Schema "inheritance" in Ecto

lud · November 2, 2024, 11:12am

I have a good use case currently with ecto schemas: I need to extend one schema with vectors (text embeddings) fields that I do not want to interact with using the regular schema. And I do not want to repeat all the regular fields and primary key / timestamp type attributes on the extended schema.

josevalim · November 2, 2024, 11:44am

I am afraid Ecto schemas muddies the water: since they define structs, do you want to copy all struct fields? What about the database? Are you going to copy the database table structures as well?

@dimitarvp mentioned the XY problem before. You should describe the problem and outline the different solutions you have considered. Perhaps extension does achieve the best trade-offs. But I am afraid a paragraph describing a possible use case is not enough context.
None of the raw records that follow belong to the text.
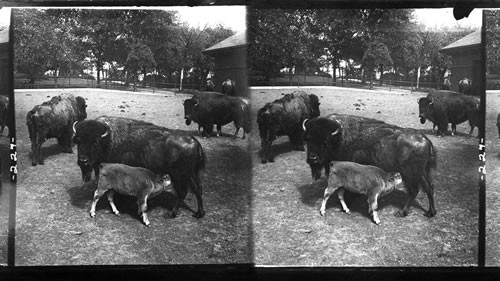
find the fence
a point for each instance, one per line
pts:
(350, 83)
(51, 83)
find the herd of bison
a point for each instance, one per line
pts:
(206, 199)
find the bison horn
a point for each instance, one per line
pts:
(336, 132)
(105, 134)
(304, 124)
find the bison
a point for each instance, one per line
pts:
(464, 86)
(4, 112)
(229, 87)
(372, 142)
(142, 144)
(209, 108)
(54, 119)
(209, 85)
(284, 117)
(362, 179)
(127, 180)
(498, 124)
(443, 107)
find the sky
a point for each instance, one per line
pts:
(233, 17)
(444, 17)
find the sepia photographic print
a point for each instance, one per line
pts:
(100, 86)
(251, 140)
(316, 76)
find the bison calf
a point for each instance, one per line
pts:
(127, 180)
(362, 179)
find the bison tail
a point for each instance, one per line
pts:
(432, 155)
(201, 157)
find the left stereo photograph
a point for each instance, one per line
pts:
(5, 185)
(113, 171)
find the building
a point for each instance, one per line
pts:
(231, 62)
(466, 61)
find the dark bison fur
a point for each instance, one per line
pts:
(209, 108)
(229, 87)
(443, 107)
(4, 112)
(142, 144)
(284, 117)
(372, 142)
(54, 119)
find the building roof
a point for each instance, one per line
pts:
(471, 40)
(236, 41)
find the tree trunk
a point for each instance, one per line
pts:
(182, 77)
(418, 77)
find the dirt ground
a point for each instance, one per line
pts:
(4, 195)
(53, 223)
(287, 226)
(492, 180)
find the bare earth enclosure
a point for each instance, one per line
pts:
(53, 222)
(287, 226)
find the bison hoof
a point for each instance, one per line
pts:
(401, 213)
(430, 213)
(199, 215)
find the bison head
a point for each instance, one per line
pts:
(93, 139)
(425, 107)
(322, 137)
(190, 106)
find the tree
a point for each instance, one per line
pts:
(376, 56)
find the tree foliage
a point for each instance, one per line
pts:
(140, 41)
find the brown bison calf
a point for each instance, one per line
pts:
(127, 180)
(362, 179)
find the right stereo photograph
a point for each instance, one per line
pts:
(492, 131)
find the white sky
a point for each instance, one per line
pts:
(444, 17)
(233, 17)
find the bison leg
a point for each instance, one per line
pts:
(97, 195)
(39, 154)
(342, 202)
(429, 190)
(198, 192)
(142, 208)
(412, 188)
(329, 190)
(372, 208)
(111, 193)
(219, 130)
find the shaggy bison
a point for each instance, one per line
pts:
(229, 87)
(362, 179)
(142, 144)
(284, 117)
(209, 108)
(127, 180)
(53, 119)
(372, 142)
(464, 86)
(443, 107)
(4, 112)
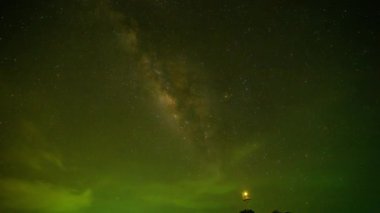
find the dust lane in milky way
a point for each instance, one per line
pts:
(180, 106)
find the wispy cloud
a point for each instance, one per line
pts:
(17, 194)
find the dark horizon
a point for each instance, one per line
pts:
(180, 106)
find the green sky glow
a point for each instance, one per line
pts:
(179, 106)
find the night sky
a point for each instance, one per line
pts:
(179, 106)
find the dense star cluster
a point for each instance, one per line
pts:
(181, 106)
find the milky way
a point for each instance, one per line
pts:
(180, 106)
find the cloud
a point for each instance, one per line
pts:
(17, 194)
(191, 194)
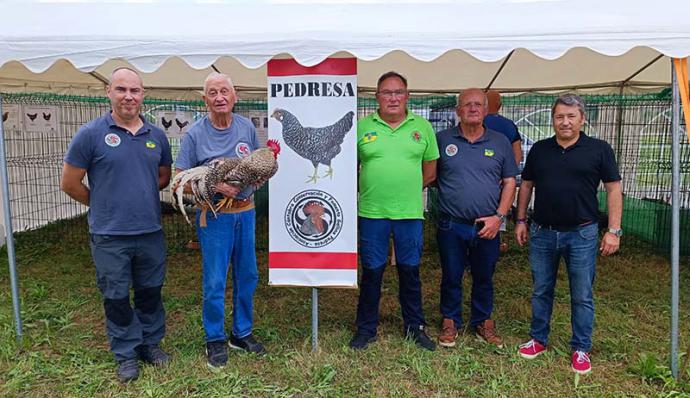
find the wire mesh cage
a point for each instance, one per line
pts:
(39, 127)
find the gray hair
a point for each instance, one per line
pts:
(462, 92)
(569, 100)
(216, 75)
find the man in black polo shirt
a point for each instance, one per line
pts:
(565, 172)
(476, 184)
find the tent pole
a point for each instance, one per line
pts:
(9, 237)
(675, 218)
(314, 319)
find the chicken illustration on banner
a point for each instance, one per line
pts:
(318, 145)
(312, 212)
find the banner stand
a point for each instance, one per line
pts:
(314, 319)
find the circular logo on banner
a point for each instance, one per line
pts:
(242, 150)
(112, 140)
(313, 218)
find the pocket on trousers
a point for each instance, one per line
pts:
(534, 229)
(589, 232)
(443, 224)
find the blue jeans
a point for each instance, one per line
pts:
(139, 261)
(227, 238)
(459, 247)
(579, 250)
(374, 235)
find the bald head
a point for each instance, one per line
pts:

lud · November 2, 2024, 6:01pm

This is what I meant by schema inheritance:

defmodule MyApp.MySchema do
  import Ecto.Changeset
  use Ecto.Schema

  @primary_key {:id, :binary_id, autogenerate: true}
  @timestamps_opts [type: :utc_datetime_usec]
  schema "my_table" do
    field :name, :string
    field :age, :integer
    # ...
    # ...
    # lots of fields

    timestamps()  
  end
end

defmodule MyApp.MySchemaWithEmbeddings do
  import Ecto.Changeset
  use Ecto.Schema

  schema "my_table" do
    copy_all_fields_from MyApp.MySchema

    field :some_embedding_1, Pgvector.Ecto.Vector
    field :some_embedding_2, Pgvector.Ecto.Vector
    field :some_embedding_3, Pgvector.Ecto.Vector
    field :some_float_1, :float
    field :some_float_2, :float
    field :some_float_3, :float
  end
end

Basically the base schema is used often, and most fields are useful so we just select all of them like from(s in MySchema).
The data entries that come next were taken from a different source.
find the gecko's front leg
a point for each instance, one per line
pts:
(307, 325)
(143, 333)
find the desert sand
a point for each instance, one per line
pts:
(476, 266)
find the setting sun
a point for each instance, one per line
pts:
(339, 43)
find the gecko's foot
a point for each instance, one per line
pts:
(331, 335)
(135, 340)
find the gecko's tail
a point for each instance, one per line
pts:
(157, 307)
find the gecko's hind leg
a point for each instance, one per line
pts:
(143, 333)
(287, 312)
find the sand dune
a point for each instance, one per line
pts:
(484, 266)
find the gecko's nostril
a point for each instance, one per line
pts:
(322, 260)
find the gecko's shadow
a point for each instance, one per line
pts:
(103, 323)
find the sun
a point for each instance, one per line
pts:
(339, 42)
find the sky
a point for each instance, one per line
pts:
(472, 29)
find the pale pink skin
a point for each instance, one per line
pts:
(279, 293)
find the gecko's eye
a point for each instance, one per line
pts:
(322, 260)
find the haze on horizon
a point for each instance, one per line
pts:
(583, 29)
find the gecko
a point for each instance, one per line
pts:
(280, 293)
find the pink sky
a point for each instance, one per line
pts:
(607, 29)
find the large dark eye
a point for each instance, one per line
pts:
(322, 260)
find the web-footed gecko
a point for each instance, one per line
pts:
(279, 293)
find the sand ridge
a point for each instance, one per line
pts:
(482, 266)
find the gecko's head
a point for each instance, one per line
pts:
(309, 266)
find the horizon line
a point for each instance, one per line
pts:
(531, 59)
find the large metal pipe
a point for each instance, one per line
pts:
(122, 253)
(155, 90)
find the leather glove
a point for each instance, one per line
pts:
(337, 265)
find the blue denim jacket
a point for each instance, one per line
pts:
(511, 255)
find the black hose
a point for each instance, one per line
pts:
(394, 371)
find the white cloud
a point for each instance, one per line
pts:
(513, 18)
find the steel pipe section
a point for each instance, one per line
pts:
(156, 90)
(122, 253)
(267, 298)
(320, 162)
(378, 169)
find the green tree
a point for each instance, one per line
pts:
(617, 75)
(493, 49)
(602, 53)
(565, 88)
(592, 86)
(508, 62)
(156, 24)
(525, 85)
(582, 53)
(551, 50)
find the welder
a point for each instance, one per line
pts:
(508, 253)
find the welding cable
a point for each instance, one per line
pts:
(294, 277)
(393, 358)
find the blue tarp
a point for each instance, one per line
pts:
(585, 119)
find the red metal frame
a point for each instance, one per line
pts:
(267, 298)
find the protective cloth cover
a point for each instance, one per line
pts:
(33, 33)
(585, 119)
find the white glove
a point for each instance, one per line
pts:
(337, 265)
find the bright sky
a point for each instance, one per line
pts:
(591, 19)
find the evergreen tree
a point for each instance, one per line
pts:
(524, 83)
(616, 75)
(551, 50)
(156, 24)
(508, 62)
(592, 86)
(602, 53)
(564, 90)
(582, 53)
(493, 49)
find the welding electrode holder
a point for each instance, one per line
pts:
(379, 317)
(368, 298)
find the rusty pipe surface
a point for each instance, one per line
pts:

But when working with embeddings that are vectors of 512 floats, we may not want to select all that data all the time, and do related stuff in the changeset function, etc.

So having a schema that extends another one could be useful, so we can work with the embeddings and related data only when needed, which is just a small feature of the app.
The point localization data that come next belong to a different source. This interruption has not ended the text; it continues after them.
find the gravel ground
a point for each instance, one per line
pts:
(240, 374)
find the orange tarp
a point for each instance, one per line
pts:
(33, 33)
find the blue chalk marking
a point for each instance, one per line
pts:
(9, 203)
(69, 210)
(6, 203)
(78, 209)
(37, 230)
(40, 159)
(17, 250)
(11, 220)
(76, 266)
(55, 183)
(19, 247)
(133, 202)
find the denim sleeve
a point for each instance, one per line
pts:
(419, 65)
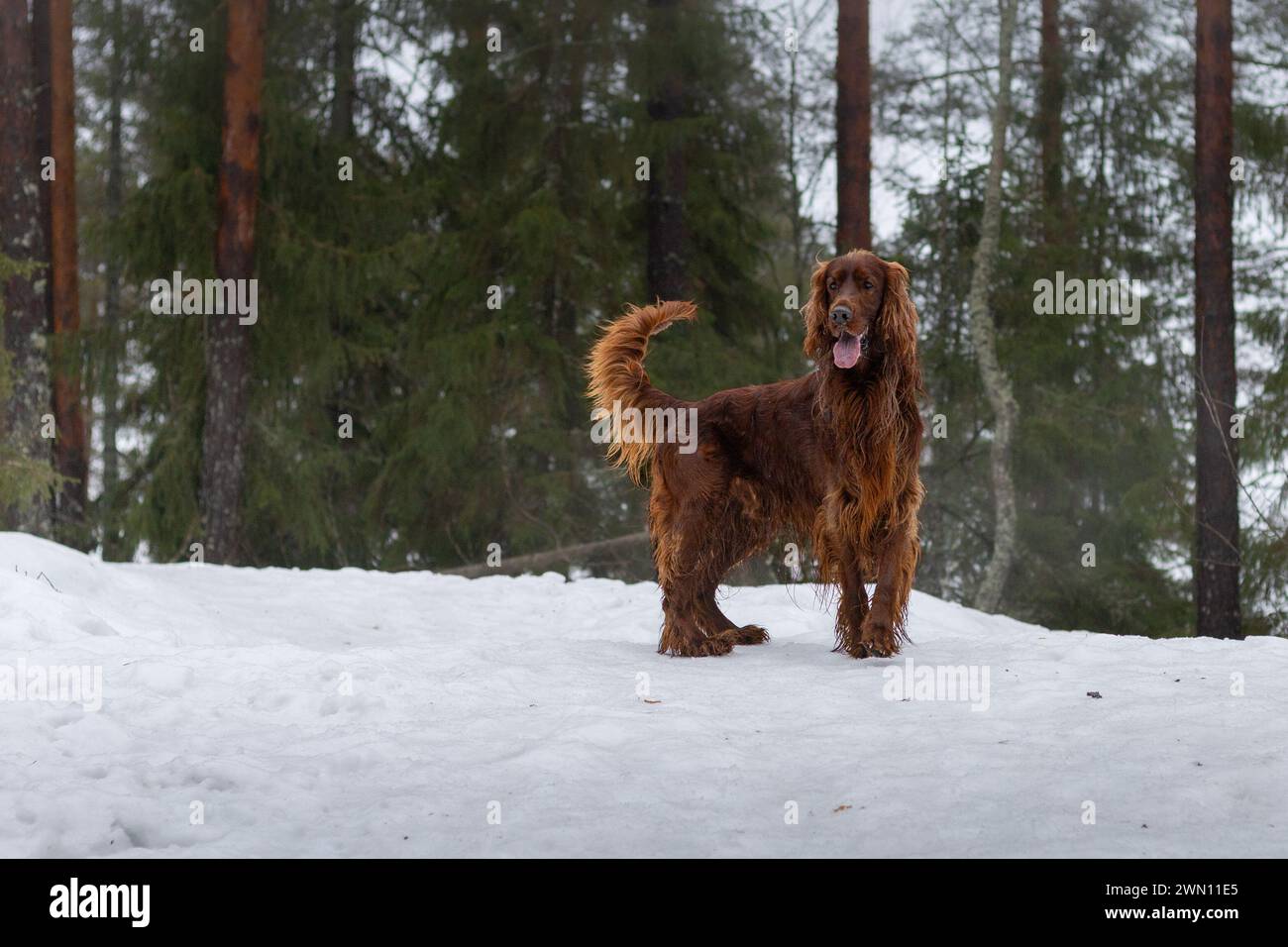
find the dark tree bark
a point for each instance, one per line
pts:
(1216, 495)
(1050, 125)
(997, 382)
(22, 240)
(668, 172)
(853, 128)
(112, 294)
(55, 73)
(348, 18)
(227, 341)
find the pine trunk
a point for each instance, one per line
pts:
(22, 240)
(997, 384)
(668, 174)
(853, 128)
(69, 449)
(1216, 501)
(348, 18)
(112, 299)
(1050, 127)
(227, 341)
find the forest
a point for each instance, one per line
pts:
(312, 282)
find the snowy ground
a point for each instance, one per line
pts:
(370, 714)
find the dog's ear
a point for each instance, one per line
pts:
(816, 339)
(898, 320)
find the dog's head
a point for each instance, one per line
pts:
(859, 316)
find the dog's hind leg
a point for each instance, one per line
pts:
(699, 548)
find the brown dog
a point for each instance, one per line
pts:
(831, 455)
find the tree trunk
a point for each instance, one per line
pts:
(227, 341)
(853, 128)
(1050, 128)
(112, 298)
(997, 384)
(69, 450)
(668, 174)
(22, 240)
(348, 17)
(1216, 474)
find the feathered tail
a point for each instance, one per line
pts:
(616, 371)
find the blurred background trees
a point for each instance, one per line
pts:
(452, 195)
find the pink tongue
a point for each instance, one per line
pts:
(845, 352)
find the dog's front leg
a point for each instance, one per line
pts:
(883, 629)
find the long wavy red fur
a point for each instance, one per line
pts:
(831, 457)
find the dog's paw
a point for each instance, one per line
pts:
(876, 639)
(748, 634)
(717, 644)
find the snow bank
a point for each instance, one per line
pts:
(349, 712)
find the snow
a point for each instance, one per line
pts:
(348, 712)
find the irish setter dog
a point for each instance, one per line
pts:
(831, 457)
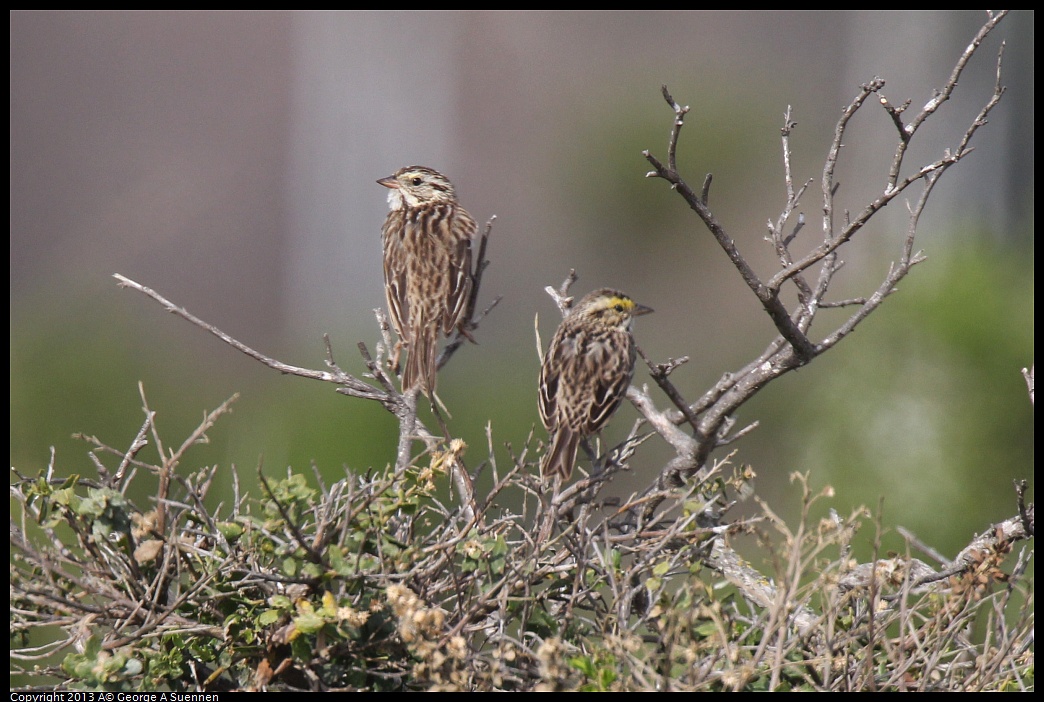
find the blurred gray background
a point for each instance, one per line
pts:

Now I guess writing that copy_all_fields_from macro will not be hard, and I do not mind copying @primary_key or @timestamps_opts attributes. But maybe having a extend_schema instead of the schema macro could be nice.

josevalim · November 2, 2024, 6:09pm

Thanks for the context. I think this is a separate discussion as, opposite to inheritance which inherits data and behaviour, you just want to have the same schema fields. For this reason, I moved to a separate thread.

I can think of two other alternatives:

Have the embeddings in a separate table which you treat it as a has_one
Have the embeddings in the same table but model it in Ecto using an association that points to itself

The options above have downsides, as they need additional queries to load data, so copy_all_fields_from (and potentially extend_schema in the future) do not sound like bad options.

PS: I think you can change title and tags in this thread but, if you cannot, let me know and I can do it!

sodapopcan · November 2, 2024, 6:06pm

One thing you could do is make a virtual field for the vector data then only load it when you need it.

EDIT: oops sorry @josevalim I responded right after you split the thread.

lud · November 2, 2024, 6:16pm

The title and tags looks fine

I can think of two other alternatives:

Yeah I am not ready to be testing, just had worked on the maths and stuff parts in a separate demo codebase inherited from coworkers, and we will now try to make it work in the real app.

The self-pointing association looks cool, I guess the hit on performance should be minimal and I am not sure everyone would be happy with a macro that forces everyone to learn macros and what __schema__/1 is.

Thank you!

We will decide as a team but I’ll update this topic if anyone is interested

linusdm · November 2, 2024, 6:34pm

That’s a very interesting idea! More than once I tried modelling a recurring set of fields on a schema, without resorting to a separate database table, or an embedded schema that has to reside in a jsonb column.

For example: many schemas in an application I am working on have the need to be associated with an mail address (the analog one, street/city/etc.). I resorted to using associations and separate tables for each of those schemas that needed an address (users got a sibling table users_address, reader got a sibling table reader_address, and so on, with FK’s between them). I used the “custom source” option when referencing the Address struct (has_one :address, {"users_address", Address}) to override the which table to use each time I associated a schema with an Address, to avoid them all be in the same table (which might not be a problem after all, I guess ).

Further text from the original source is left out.